IntersectMBO / cardano-db-sync

A component that follows the Cardano chain and stores blocks and transactions in PostgreSQL
Apache License 2.0
289 stars 162 forks source link

Nomen clature for columns #1138

Open rdlrt opened 2 years ago

rdlrt commented 2 years ago

Hi Team,

We were thinking of adding a CIP for normalising variable names (and types) used at query layers using existing providers as baseline. Since a lot of the tooling extracts information via mini-Protocol or dbsync, would be good to know if there is a naming convention (for object representations like block_no , hash) that is preferred to use as source or if there is flexibility/scope to make things more uniform where possible, couple of examples below:

  1. We have columns like hash for block and transaction itself, but then we have hash_raw/view for objects which often use bech32 representation (pool/stake_addresses), while for address representation , we have address_raw/address for hex/bech32 values.
  2. References like value in (tx_out collateral_tx_out) vs amount in account related tables (withdrawal, reward , reserves, datum) vs quantity in asset representations (ma_tx_mint/ma_tx_out)

There are still patterns here, so these are probably in place based on some logic.
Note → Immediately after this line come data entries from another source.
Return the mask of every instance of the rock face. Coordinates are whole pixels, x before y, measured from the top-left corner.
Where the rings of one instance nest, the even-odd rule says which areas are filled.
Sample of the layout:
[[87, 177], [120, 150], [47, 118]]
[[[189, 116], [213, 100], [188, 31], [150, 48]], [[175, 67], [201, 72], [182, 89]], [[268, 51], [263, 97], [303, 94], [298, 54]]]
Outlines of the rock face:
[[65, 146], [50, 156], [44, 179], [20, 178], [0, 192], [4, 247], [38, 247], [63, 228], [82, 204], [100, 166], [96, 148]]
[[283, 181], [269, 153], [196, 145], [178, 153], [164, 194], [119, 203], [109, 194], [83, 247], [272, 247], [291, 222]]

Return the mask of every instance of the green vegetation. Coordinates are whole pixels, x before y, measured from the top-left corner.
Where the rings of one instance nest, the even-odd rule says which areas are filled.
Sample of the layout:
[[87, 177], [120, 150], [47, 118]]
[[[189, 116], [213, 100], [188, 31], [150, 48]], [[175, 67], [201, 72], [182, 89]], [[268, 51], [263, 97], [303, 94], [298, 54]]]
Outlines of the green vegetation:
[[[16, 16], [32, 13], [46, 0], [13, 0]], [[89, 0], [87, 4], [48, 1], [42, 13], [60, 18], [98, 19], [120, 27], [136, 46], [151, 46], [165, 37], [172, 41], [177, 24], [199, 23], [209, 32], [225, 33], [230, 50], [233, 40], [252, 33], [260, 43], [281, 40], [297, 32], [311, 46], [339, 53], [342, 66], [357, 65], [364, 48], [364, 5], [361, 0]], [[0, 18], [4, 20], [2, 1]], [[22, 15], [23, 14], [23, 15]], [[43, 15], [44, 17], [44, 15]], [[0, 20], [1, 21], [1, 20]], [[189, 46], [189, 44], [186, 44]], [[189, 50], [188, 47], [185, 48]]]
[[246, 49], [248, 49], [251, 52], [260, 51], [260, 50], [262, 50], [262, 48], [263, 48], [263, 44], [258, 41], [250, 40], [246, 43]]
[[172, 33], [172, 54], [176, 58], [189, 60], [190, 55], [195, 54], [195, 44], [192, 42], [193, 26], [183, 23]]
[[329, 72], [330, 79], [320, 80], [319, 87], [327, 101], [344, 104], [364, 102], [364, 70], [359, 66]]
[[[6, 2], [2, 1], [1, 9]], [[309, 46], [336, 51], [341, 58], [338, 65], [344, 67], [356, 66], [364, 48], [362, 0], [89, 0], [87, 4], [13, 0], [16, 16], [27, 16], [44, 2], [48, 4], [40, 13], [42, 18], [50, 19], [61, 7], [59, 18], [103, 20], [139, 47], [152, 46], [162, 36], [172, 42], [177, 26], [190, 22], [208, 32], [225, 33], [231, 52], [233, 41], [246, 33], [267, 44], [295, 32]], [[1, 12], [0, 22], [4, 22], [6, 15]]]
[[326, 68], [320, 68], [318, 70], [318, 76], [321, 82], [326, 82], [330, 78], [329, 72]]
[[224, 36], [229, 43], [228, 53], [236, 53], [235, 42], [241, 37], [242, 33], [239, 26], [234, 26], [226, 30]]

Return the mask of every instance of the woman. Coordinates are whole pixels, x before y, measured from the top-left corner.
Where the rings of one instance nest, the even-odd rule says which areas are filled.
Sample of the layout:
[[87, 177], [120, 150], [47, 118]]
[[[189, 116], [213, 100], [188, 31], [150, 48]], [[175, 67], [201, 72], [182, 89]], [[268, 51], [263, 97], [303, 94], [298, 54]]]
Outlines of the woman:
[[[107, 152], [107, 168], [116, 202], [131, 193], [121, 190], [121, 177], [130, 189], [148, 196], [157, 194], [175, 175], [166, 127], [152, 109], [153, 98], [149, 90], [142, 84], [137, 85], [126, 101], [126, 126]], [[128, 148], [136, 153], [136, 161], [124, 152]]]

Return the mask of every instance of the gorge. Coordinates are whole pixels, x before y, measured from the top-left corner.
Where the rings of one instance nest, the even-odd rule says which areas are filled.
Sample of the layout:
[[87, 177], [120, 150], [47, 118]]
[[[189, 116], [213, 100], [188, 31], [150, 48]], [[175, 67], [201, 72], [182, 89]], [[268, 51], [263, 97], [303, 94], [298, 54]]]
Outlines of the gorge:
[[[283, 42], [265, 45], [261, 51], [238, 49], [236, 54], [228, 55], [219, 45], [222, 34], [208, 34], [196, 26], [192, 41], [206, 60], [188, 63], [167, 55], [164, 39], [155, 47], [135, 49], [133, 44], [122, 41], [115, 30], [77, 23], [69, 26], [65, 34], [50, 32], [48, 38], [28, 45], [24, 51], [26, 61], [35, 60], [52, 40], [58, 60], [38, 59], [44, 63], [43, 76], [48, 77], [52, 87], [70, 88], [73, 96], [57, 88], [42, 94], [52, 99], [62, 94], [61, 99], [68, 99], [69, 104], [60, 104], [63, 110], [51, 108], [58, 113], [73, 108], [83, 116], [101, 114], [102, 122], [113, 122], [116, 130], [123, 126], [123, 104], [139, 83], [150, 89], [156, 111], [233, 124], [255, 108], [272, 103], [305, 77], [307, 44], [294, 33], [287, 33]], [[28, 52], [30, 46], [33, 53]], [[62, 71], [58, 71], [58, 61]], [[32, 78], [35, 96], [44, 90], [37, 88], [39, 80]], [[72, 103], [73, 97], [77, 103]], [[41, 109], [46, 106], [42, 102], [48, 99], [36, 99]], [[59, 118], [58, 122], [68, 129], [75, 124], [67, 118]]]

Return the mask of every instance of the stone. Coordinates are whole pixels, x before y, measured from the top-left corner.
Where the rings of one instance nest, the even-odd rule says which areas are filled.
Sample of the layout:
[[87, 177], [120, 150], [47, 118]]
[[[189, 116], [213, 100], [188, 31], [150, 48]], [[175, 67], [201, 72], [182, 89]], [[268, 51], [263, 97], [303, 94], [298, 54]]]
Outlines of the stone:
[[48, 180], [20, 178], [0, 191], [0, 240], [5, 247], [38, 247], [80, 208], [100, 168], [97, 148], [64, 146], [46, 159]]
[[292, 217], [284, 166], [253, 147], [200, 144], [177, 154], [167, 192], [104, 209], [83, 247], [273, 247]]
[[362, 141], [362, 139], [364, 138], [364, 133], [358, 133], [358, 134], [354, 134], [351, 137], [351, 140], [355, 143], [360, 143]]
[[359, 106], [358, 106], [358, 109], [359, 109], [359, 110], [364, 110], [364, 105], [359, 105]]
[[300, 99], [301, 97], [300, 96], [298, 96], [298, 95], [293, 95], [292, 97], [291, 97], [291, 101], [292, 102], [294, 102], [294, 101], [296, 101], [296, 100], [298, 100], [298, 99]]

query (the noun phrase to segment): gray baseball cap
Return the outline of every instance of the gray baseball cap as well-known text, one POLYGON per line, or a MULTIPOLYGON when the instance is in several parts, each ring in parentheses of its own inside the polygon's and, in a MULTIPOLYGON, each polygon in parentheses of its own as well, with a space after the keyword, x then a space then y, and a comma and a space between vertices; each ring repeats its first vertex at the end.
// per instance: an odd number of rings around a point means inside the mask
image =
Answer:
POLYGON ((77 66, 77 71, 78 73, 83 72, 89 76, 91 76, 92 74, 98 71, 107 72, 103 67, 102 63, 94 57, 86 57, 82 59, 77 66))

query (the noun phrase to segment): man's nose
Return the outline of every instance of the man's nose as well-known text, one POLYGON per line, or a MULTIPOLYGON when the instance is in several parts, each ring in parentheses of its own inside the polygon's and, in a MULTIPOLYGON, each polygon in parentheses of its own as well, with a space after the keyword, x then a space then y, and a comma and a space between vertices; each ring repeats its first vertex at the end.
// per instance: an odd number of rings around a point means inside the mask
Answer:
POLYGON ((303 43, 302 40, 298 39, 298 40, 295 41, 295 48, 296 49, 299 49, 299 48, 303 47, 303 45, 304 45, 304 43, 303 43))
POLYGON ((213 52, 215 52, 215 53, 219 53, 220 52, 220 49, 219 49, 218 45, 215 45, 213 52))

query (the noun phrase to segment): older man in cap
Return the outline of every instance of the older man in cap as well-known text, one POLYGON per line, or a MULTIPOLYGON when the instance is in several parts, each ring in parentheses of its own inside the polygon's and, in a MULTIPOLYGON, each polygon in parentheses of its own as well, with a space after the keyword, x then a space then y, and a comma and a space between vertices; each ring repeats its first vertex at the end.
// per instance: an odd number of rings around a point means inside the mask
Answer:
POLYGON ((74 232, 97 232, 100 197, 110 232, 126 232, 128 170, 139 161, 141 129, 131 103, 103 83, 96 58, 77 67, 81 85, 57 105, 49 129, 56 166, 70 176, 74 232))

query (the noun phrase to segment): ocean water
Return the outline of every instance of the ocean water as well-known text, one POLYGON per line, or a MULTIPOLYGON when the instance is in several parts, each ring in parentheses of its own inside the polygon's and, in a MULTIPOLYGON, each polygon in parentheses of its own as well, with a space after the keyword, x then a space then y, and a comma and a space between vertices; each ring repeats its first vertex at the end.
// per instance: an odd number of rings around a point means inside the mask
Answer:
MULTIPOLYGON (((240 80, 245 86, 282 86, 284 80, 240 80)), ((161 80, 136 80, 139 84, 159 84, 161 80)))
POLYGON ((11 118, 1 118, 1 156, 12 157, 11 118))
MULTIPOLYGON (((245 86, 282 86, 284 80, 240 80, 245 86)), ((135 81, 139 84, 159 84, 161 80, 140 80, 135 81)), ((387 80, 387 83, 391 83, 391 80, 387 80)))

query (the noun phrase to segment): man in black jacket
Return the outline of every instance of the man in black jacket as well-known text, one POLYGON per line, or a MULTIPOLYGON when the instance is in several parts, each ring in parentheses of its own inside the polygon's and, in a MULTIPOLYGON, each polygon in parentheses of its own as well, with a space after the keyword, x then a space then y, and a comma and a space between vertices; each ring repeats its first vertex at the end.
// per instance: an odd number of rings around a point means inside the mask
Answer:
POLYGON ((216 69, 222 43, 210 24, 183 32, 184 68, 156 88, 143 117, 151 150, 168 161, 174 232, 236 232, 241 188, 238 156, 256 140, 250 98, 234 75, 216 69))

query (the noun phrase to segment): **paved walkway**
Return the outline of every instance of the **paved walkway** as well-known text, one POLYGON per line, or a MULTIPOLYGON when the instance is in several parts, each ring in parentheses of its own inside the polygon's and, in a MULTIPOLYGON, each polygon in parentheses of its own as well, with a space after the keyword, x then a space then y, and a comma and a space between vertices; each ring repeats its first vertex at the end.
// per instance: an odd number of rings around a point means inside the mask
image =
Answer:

Depending on preferences (updates to dbsync vs only restrict ourselves to query layers themselves), we might be able to prepare a better initial draft and add issue/suggestions against appropriate destination repositories.

erikd commented 2 years ago

Totally agree that all the columns named amount and quantity should be renamed value.

Not so sure about the first point (or maybe I am missing the point).

rdlrt commented 2 years ago

Those were just examples, there are a lot more that we would want to perhaps drill down and document , but my question was really if there is a preferred source at the moment where the column names come from (for instance, if there is a relation to the names for dbsync objects being initially built from ledger/consensus code-as-spec), if not - we should be able to brainstorm as ecosystem together across orgs/projects to perhaps have a higher level of consistency for object representation.

About first point, I was referring to use of hash vs hash_raw - which are both similar representation, while using view for bech32 representation compared to use of address vs address_raw for bech32 vs hex representation. One option could be calling all such objects to be of the format $obj_[hash]|[view] . Not proposing this as solution rightaway, our aim is to just start preparing a draft for review with the naming for all objects first that would be commonly used in queries and them see if we can adapt/align better across the ecosystem

ghost commented 2 years ago

Adding these as well: I'd like to suggest to rename tx_in_id and tx_out_id in tx_in and collateral_tx_in table to in_tx_id and out_tx_id

kderme commented 1 year ago

Many of these changes sound reasonable. However, they would be breaking changes for exisisting applications and would require integration.

rdlrt commented 1 year ago

IMO - a breaking change has been long pending, would be nice to reduce some of the backlog on these (will also allow for more freedom with tx_out table updates)?